Return to a place of insanity and blood-curdling chills in this shocking sequel to one of the most surreal and gruesome horror films ever created. Heather Mason (Adelaide Clemens) and her father (Sean Bean) have always tried to stay one step ahead of the malevolent forces intent on their destruction. But on the eve of her 18th birthday, a dangerous revelation leads her deeper into a demonic world that threatens to trap her in a nightmarish landscape forever. Based on the hugely popular video game series and written and directed by Michael J. Bassett (Solomon Kane), it’s a psychological trip into absolute terror unlike anything you’ve ever known.

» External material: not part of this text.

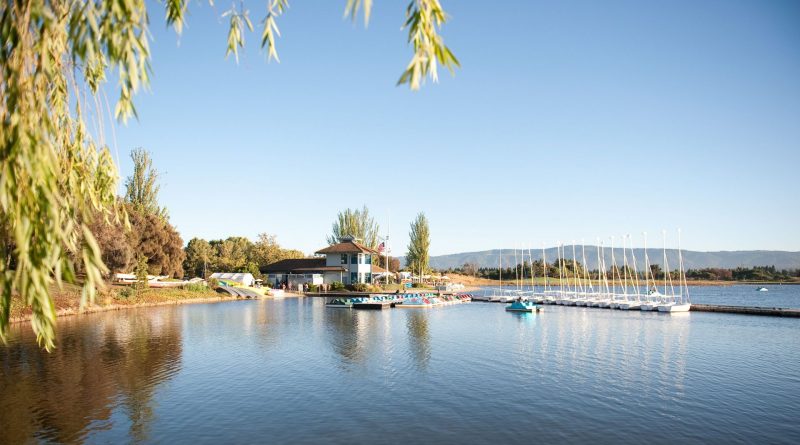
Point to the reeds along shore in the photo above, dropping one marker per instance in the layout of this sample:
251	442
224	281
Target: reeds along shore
67	301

I did not in any way expect this sequel to Silent Hill (2006) to be as good as the original, but there was no reason to think it couldn’t at least be a cheesy, b-level horror, with a cute chick and some scary moments. Silent Hill: Revelation, however, is not even that. In fact it’s appalling.
Let’s start with the incomprehensible story, which fails to properly establish that these are the same characters from the first film. They have different names, and one of them was supposed to be trapped in limbo. That part is eventually explained, but not after you’ve been sitting for 10 minutes, wondering if the writer is even aware he’s doing a sequel.
The story is nothing but a long, boring line of disjointed scenes, intercut with dream sequences, and trips to the alternate reality. Add to that some horrible exposition scenes, so clumsy a clown jumping into the frame with a sign would have been more subtle. And why doesn’t anything make any damn sense? Everything seems to contradict the first film, but the plot also lacks any kind of internal logic.
Director Michael J. Bassett, who’s usually quite competent, seems to be completely clueless here. There’s no rhythm in the film, and it’s shot in the most lazy, generic way. It’s often difficult to figure out what’s going on in a scene, because the shots are framed in a weird way or because there’s no proper master shot of new locations.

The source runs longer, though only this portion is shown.